The movie has its moments

The movie has its momTents. It’s photographed by William Clothier in Arizona, for one thing. The supporting acting, for another: in particular, Chill Wills as Wayne’s long-suffering factotum, Strother Martin as the cowardly Indian agent, bald Hank Worden as ‘Curly’ and, especially, Edgar Buchanan as a dirty old trapper or miner. Good old Bob Steele is the train driver and the Indian chief Puma is played, obviously, by Australian Michael Pate, who cornered the market in Indian chiefs from Hondo on.

 

The liberal and insipid Governor is called Humphrey, a 1960s dig at the Democrat Vice-President and Presidential candidate so despised by Wayne.

The snooty Maureen O’Hara and an aging Wayne do their Quiet Man act and there’s a lot of shouting. There’s none of the subtlety of the Wayne/O’Hara relationship of Rio Grande (the only time O’Hara came close to being any good). McLaglen isn’t Ford and the story doesn’t allow it.

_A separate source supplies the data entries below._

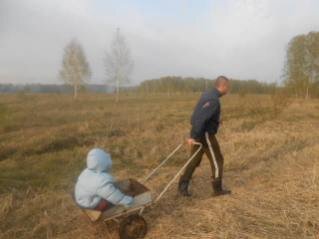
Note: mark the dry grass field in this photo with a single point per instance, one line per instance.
(270, 144)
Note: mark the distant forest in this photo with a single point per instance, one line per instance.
(169, 84)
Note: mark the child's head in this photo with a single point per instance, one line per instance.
(98, 160)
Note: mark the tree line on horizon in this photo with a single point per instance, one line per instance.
(301, 69)
(301, 73)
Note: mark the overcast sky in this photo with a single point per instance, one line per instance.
(239, 38)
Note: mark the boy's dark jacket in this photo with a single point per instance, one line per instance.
(206, 115)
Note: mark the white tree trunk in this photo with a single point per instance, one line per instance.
(75, 93)
(117, 89)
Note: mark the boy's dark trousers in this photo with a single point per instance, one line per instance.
(212, 149)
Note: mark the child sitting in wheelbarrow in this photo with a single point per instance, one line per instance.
(95, 188)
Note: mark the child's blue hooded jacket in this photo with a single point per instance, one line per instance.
(95, 182)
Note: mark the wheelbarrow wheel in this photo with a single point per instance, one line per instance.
(133, 227)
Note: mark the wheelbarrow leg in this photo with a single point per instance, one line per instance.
(133, 227)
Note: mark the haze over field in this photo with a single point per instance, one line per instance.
(239, 38)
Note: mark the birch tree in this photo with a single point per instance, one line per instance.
(118, 63)
(75, 68)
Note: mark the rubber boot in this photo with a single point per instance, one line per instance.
(218, 189)
(183, 188)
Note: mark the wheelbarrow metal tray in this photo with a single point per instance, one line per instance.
(142, 198)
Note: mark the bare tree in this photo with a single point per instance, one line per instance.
(75, 68)
(118, 62)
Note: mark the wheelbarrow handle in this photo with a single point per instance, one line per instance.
(179, 172)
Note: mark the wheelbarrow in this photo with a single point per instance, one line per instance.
(132, 225)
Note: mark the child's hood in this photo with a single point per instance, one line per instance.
(99, 161)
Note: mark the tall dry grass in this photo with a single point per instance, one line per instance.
(270, 146)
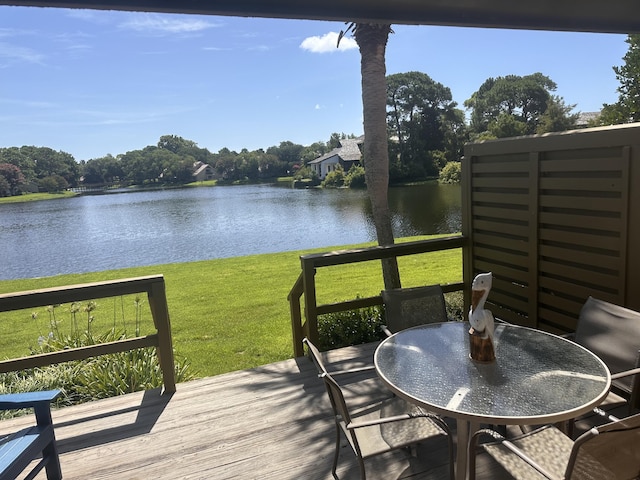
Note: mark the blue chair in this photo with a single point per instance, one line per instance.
(19, 449)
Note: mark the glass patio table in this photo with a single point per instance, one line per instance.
(537, 377)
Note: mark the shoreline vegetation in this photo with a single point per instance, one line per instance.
(226, 314)
(280, 181)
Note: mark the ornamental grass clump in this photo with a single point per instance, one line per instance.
(93, 378)
(351, 327)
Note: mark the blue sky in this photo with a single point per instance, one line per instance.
(96, 82)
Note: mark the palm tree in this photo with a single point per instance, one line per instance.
(372, 41)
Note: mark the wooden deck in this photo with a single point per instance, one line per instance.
(271, 422)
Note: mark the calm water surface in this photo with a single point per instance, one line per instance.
(104, 232)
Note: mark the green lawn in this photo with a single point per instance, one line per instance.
(226, 314)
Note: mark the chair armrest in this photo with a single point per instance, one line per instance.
(507, 444)
(13, 401)
(352, 370)
(386, 330)
(626, 373)
(398, 418)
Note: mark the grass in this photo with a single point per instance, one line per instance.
(32, 197)
(226, 314)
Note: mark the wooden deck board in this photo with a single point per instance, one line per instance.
(271, 422)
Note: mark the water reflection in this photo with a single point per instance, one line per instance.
(92, 233)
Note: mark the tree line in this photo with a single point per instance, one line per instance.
(425, 127)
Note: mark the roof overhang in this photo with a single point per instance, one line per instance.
(612, 16)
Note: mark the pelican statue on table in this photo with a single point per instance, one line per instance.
(481, 320)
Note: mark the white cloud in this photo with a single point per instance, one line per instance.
(13, 53)
(152, 23)
(328, 43)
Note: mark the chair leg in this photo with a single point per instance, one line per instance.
(363, 473)
(50, 453)
(335, 457)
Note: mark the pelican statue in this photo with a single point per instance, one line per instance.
(481, 320)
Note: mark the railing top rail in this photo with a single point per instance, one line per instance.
(74, 293)
(339, 257)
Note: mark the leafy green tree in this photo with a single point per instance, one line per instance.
(287, 152)
(184, 148)
(451, 173)
(313, 151)
(557, 117)
(419, 113)
(525, 99)
(52, 184)
(627, 108)
(13, 177)
(15, 156)
(101, 170)
(334, 179)
(355, 177)
(5, 188)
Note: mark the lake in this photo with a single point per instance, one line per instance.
(119, 230)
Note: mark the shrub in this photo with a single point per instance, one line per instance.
(352, 327)
(455, 306)
(451, 173)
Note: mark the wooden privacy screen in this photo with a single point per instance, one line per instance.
(556, 218)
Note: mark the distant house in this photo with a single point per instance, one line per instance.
(585, 117)
(203, 171)
(347, 155)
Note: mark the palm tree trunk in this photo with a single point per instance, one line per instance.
(372, 40)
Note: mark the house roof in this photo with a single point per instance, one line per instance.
(348, 151)
(614, 16)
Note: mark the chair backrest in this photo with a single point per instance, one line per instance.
(613, 333)
(409, 307)
(610, 451)
(337, 398)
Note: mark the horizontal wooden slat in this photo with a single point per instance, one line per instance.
(501, 212)
(500, 256)
(603, 223)
(568, 254)
(582, 184)
(501, 199)
(598, 164)
(504, 182)
(77, 293)
(502, 242)
(578, 275)
(502, 227)
(581, 239)
(581, 203)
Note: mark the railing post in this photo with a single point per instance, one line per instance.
(297, 332)
(160, 313)
(310, 306)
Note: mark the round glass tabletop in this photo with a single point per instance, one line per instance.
(537, 377)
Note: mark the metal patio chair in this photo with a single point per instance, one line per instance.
(606, 452)
(613, 333)
(381, 427)
(409, 307)
(359, 384)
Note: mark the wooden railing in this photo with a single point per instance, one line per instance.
(154, 287)
(305, 284)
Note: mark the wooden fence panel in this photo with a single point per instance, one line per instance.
(553, 217)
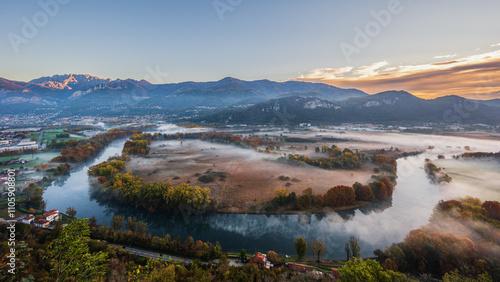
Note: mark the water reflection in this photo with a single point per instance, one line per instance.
(375, 225)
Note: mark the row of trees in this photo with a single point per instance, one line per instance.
(70, 254)
(152, 196)
(21, 151)
(480, 155)
(221, 137)
(136, 235)
(438, 252)
(83, 150)
(344, 161)
(136, 147)
(340, 195)
(318, 248)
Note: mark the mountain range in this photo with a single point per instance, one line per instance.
(231, 100)
(384, 107)
(89, 94)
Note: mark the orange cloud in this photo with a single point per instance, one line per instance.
(475, 77)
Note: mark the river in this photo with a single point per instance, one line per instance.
(375, 226)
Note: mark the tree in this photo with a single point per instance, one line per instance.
(301, 248)
(368, 270)
(142, 227)
(71, 212)
(272, 256)
(318, 248)
(347, 250)
(355, 248)
(132, 224)
(93, 221)
(389, 264)
(318, 201)
(243, 255)
(492, 208)
(304, 202)
(34, 196)
(117, 222)
(70, 257)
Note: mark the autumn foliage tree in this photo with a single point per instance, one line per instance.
(340, 195)
(492, 208)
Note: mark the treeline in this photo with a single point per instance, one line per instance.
(479, 155)
(83, 150)
(40, 256)
(471, 255)
(337, 196)
(21, 151)
(62, 135)
(436, 174)
(137, 236)
(138, 145)
(153, 196)
(221, 137)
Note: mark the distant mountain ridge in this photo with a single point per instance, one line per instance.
(389, 106)
(232, 100)
(84, 93)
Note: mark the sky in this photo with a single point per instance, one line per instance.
(429, 48)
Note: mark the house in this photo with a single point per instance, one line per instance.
(51, 215)
(300, 267)
(28, 219)
(43, 223)
(335, 273)
(258, 259)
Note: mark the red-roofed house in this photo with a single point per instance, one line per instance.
(28, 219)
(259, 259)
(335, 273)
(51, 215)
(42, 223)
(300, 267)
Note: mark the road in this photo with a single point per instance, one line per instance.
(40, 139)
(151, 254)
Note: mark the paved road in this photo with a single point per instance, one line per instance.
(151, 254)
(40, 139)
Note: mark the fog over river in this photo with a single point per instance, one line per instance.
(374, 226)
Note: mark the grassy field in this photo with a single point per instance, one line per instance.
(41, 158)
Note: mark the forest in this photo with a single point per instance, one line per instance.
(470, 249)
(337, 196)
(221, 137)
(152, 196)
(83, 150)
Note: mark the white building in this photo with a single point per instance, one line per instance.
(28, 219)
(51, 215)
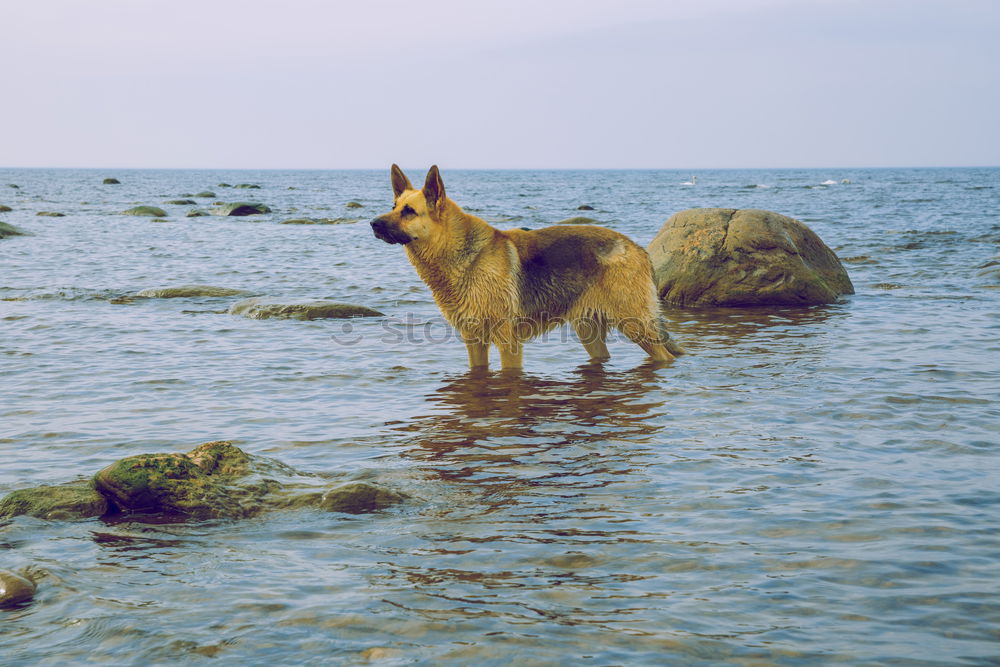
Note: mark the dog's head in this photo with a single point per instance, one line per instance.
(416, 215)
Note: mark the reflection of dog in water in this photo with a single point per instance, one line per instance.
(506, 287)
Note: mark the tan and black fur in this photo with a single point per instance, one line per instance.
(506, 287)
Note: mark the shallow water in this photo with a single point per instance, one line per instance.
(815, 484)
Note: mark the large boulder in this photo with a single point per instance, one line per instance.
(75, 500)
(743, 257)
(15, 588)
(262, 309)
(240, 208)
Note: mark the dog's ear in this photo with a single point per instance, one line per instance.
(434, 187)
(399, 181)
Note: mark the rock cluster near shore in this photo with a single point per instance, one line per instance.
(214, 480)
(749, 257)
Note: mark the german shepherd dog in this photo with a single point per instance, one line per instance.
(506, 287)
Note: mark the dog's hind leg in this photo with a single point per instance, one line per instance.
(479, 354)
(592, 332)
(646, 334)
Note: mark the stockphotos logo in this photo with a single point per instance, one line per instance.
(417, 330)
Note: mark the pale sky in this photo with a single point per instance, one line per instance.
(514, 84)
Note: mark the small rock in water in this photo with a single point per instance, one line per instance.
(10, 230)
(359, 497)
(262, 309)
(148, 211)
(188, 291)
(579, 220)
(240, 209)
(75, 500)
(15, 589)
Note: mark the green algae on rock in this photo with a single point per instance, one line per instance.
(10, 230)
(749, 257)
(240, 209)
(15, 589)
(262, 309)
(74, 500)
(150, 211)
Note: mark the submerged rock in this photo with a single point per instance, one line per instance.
(75, 500)
(262, 309)
(358, 498)
(240, 209)
(211, 481)
(319, 221)
(15, 589)
(578, 220)
(150, 211)
(749, 257)
(10, 230)
(186, 291)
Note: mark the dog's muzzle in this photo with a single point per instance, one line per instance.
(389, 232)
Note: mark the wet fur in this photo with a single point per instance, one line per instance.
(505, 287)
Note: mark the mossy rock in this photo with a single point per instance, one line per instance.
(10, 230)
(749, 257)
(75, 500)
(578, 220)
(240, 209)
(15, 589)
(358, 498)
(262, 309)
(188, 291)
(149, 211)
(211, 481)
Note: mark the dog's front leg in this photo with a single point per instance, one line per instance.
(479, 354)
(511, 355)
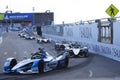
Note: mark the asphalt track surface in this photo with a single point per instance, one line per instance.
(94, 67)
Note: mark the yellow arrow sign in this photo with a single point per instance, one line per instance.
(1, 16)
(112, 11)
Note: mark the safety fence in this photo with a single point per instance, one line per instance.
(100, 36)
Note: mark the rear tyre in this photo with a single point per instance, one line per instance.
(71, 54)
(81, 55)
(13, 63)
(66, 62)
(41, 67)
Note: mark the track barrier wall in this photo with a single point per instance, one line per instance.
(97, 39)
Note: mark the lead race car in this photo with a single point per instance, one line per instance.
(40, 62)
(76, 51)
(43, 40)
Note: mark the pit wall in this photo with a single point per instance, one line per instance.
(87, 35)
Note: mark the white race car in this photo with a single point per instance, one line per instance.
(29, 37)
(43, 40)
(76, 51)
(39, 62)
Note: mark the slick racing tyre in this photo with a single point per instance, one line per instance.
(71, 54)
(13, 63)
(41, 66)
(66, 62)
(81, 54)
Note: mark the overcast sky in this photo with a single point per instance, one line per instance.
(69, 11)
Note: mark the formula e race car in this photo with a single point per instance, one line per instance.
(29, 37)
(43, 40)
(77, 51)
(40, 62)
(61, 45)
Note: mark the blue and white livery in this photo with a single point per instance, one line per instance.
(40, 62)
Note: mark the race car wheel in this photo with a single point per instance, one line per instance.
(81, 55)
(41, 67)
(13, 63)
(62, 47)
(37, 41)
(71, 54)
(66, 62)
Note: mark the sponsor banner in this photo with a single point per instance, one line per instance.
(19, 15)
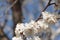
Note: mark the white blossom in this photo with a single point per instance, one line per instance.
(17, 38)
(49, 18)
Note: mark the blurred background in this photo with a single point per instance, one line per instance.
(18, 11)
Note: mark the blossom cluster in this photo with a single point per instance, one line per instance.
(33, 29)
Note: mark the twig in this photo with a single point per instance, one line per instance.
(49, 3)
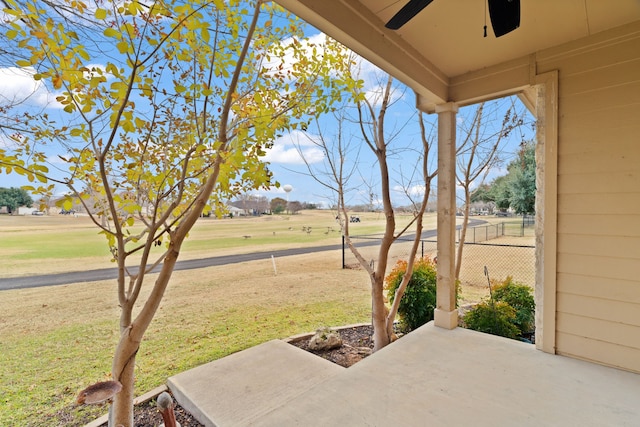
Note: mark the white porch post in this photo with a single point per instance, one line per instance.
(446, 313)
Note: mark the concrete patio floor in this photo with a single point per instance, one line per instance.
(431, 377)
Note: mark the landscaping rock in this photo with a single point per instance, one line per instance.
(325, 339)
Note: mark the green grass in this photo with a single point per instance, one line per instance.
(58, 340)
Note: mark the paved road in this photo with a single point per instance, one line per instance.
(111, 273)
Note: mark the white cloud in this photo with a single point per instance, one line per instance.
(17, 86)
(293, 149)
(413, 191)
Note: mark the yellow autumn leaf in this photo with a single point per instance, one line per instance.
(101, 13)
(57, 81)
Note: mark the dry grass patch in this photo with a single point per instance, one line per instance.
(57, 340)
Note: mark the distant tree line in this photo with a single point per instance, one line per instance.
(517, 189)
(253, 204)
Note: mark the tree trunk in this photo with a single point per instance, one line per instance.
(121, 410)
(463, 233)
(379, 314)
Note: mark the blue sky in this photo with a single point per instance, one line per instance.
(284, 157)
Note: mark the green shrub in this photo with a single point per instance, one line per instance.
(419, 299)
(519, 297)
(511, 312)
(495, 318)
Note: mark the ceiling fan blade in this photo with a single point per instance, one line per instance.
(408, 11)
(505, 16)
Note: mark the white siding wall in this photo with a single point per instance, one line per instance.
(598, 254)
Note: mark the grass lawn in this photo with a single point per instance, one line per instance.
(58, 340)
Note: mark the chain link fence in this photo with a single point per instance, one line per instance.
(506, 249)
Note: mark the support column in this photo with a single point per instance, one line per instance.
(446, 313)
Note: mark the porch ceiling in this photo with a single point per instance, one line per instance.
(445, 40)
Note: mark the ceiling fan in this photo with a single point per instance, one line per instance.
(504, 14)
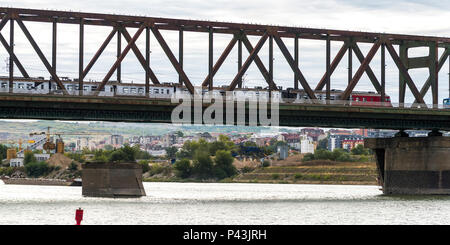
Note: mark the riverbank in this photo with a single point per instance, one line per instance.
(313, 172)
(39, 181)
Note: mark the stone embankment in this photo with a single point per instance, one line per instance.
(36, 181)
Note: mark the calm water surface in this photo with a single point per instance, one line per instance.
(214, 203)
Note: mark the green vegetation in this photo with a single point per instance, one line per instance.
(203, 160)
(359, 153)
(3, 149)
(123, 154)
(171, 152)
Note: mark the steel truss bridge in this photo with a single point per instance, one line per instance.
(311, 114)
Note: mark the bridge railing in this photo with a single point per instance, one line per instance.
(368, 104)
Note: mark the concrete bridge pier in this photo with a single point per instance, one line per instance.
(419, 165)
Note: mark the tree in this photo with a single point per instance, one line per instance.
(37, 169)
(179, 134)
(360, 150)
(323, 144)
(144, 165)
(128, 153)
(171, 152)
(183, 168)
(73, 166)
(117, 156)
(3, 150)
(223, 167)
(203, 165)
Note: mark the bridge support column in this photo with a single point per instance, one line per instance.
(419, 165)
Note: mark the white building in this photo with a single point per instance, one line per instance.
(16, 162)
(42, 157)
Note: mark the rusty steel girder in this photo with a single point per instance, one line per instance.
(239, 32)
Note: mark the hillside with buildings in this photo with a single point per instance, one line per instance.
(294, 155)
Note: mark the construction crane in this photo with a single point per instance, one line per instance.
(49, 145)
(11, 152)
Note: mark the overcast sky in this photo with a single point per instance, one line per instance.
(402, 17)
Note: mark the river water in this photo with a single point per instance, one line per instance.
(222, 204)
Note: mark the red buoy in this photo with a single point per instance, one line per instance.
(79, 216)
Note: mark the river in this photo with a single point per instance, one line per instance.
(222, 204)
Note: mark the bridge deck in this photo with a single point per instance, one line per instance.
(132, 109)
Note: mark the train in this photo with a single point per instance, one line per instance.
(40, 85)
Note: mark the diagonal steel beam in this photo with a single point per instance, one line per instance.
(361, 70)
(139, 56)
(16, 60)
(259, 63)
(99, 52)
(121, 57)
(4, 21)
(441, 63)
(369, 71)
(404, 72)
(247, 62)
(294, 68)
(333, 66)
(41, 55)
(221, 59)
(172, 59)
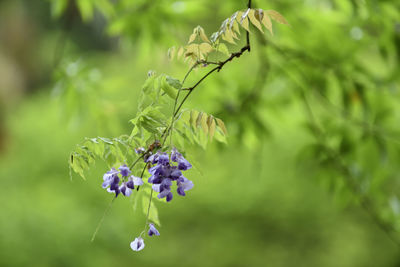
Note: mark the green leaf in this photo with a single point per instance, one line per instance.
(86, 9)
(221, 125)
(168, 88)
(58, 7)
(211, 126)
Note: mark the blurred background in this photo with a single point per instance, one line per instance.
(310, 175)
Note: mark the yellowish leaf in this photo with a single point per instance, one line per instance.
(204, 124)
(244, 16)
(203, 36)
(254, 20)
(245, 24)
(206, 48)
(277, 17)
(228, 37)
(223, 49)
(192, 38)
(267, 23)
(198, 120)
(236, 27)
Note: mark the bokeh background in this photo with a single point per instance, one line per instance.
(310, 175)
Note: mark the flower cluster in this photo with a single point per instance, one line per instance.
(164, 173)
(112, 181)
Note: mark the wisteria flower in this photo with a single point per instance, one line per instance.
(124, 170)
(137, 244)
(164, 172)
(153, 230)
(109, 177)
(184, 184)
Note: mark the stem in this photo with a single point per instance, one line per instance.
(218, 68)
(148, 208)
(102, 219)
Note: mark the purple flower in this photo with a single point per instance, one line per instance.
(184, 184)
(124, 170)
(137, 244)
(163, 173)
(163, 159)
(153, 230)
(140, 150)
(108, 177)
(133, 180)
(125, 190)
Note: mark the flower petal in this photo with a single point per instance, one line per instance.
(137, 244)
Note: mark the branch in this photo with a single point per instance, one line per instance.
(218, 68)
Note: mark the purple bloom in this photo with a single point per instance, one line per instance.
(124, 170)
(153, 159)
(140, 150)
(184, 184)
(169, 197)
(137, 244)
(163, 159)
(163, 174)
(130, 184)
(108, 177)
(126, 191)
(153, 230)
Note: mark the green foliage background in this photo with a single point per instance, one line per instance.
(310, 174)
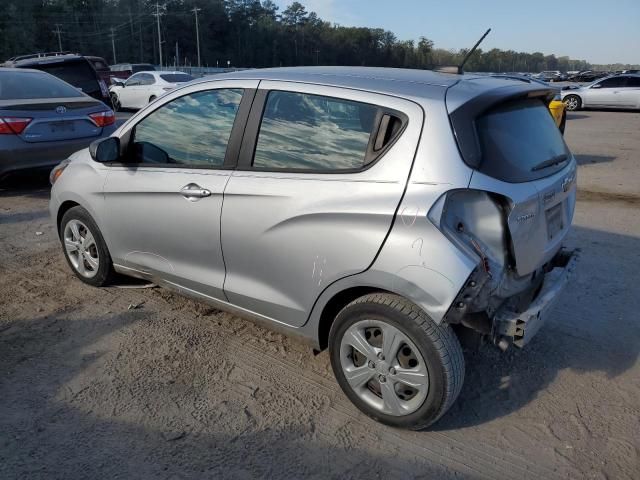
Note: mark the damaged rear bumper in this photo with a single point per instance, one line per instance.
(518, 328)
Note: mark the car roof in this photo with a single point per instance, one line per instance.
(408, 83)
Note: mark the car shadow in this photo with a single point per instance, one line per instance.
(49, 373)
(583, 334)
(583, 159)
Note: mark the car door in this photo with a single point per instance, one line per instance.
(145, 90)
(320, 176)
(630, 94)
(127, 94)
(163, 199)
(605, 93)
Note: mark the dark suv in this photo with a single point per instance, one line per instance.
(72, 68)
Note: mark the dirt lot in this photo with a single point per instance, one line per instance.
(93, 388)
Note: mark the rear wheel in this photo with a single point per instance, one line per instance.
(394, 363)
(84, 248)
(572, 102)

Just when I was watching and thinking, ‘It could have been worse; there could have been songs,” they had one.

A film full of energy

It’s certainly full of energy and the actors probably enjoyed it. But I don’t think we would be justly considered superior or patronizing if we called the humor broad. A lusty Western farce, perhaps. OK if you like that kind of thing.

One of the worst Wayne Westerns ever would be another way of looking at it!!